RICK DILLINGHAM 1993 Distinguished Artist Award [SOLD]
RICK DILLINGHAM 1993 Distinguished Artist Award
The Rotary Club of Santa Fe
Introduction by Linda Durham
Rick Dillingham by Tom Collins
Rick Dillingham: A Symphony of Shards by Garth Clark
More than the Senses Can Absorb by Jan Ernst Adlmann
Rick Dillingham: An Appreciation by MaLin Wilson
The Santa Fe Rotary Club's Distinguished Artist Award is issued "To recognize a living visual artist from Santa Fe and environs who has achieved national distinction." Rick Dillingham was awarded this honor in 1993.
Dillingham is best known for his wonderful pottery vessels that were constructed, fractured, and reassembled in the likeness of broken prehistoric pueblo pottery being discovered in excavations in the Southwest. He was fascinated with pueblo pottery, be it prehistoric, historic or contemporary.
He began his experimentation with fractured and reassembled pottery while a student at the University of New Mexico in the early 1970s. He would construct a vessel, break it apart, paint each individual shard and then reassemble the pieces using black mastic that would be visible between the fragments. Supposedly, early in his career, Dillingham accidentally broke one of his ceramic pieces and decided to patch it back together, thus determining his path as an artist for the remainder of his career. He dispelled the prevailing thought that breakage of an art object was the end of that object. For him, it was a beginning.
Dillingham built his vessels in the traditional pueblo fashion of coils, not using a potter's wheel.

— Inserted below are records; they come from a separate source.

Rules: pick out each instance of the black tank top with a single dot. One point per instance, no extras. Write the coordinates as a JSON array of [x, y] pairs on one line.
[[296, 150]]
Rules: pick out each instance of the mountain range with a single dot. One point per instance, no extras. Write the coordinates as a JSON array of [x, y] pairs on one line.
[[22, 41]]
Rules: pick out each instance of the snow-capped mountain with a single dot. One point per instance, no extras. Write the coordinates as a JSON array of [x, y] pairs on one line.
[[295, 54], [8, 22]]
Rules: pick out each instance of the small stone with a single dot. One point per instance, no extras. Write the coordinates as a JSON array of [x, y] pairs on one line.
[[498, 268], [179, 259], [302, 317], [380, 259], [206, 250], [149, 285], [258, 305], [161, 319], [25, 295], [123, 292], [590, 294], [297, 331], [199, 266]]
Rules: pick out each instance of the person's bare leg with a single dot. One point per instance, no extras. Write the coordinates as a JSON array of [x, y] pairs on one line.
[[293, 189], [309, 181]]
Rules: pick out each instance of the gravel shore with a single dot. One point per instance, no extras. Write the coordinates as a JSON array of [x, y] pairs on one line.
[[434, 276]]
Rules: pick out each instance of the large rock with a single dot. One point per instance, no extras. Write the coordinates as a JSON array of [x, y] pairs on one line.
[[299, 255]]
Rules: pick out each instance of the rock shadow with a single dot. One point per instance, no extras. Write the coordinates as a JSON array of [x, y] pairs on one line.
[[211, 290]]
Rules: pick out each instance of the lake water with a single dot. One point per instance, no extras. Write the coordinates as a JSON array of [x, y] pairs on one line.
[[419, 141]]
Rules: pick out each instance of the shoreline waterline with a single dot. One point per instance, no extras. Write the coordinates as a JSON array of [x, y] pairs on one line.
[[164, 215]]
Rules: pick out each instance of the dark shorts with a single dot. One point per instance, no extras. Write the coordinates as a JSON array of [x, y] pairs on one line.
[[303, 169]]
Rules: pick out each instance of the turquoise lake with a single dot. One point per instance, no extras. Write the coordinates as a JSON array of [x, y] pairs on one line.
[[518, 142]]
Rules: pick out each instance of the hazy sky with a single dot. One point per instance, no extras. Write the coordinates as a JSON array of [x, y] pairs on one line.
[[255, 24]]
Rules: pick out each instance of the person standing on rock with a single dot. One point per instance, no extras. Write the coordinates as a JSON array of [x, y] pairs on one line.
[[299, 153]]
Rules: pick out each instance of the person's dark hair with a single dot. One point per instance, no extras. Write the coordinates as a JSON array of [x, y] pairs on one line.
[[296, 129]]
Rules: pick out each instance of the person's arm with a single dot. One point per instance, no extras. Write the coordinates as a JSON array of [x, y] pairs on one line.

Rick Dillingham was born in Lake Forest, Illinois in 1952 and died in Santa Fe, 1994. Dillingham, a master ceramicist, received his Bachelor of Arts at the University of New Mexico, Albuquerque in 1974. His Master of Fine Arts was completed in 1979 at California's Claremont College of Arts and Crafts. A recipient of several National Endowment for the Arts Visual Artist Fellowships, Dillingham was renowned for his work in contemporary ceramics and for his scholarship of the pottery traditions of the North American Indian.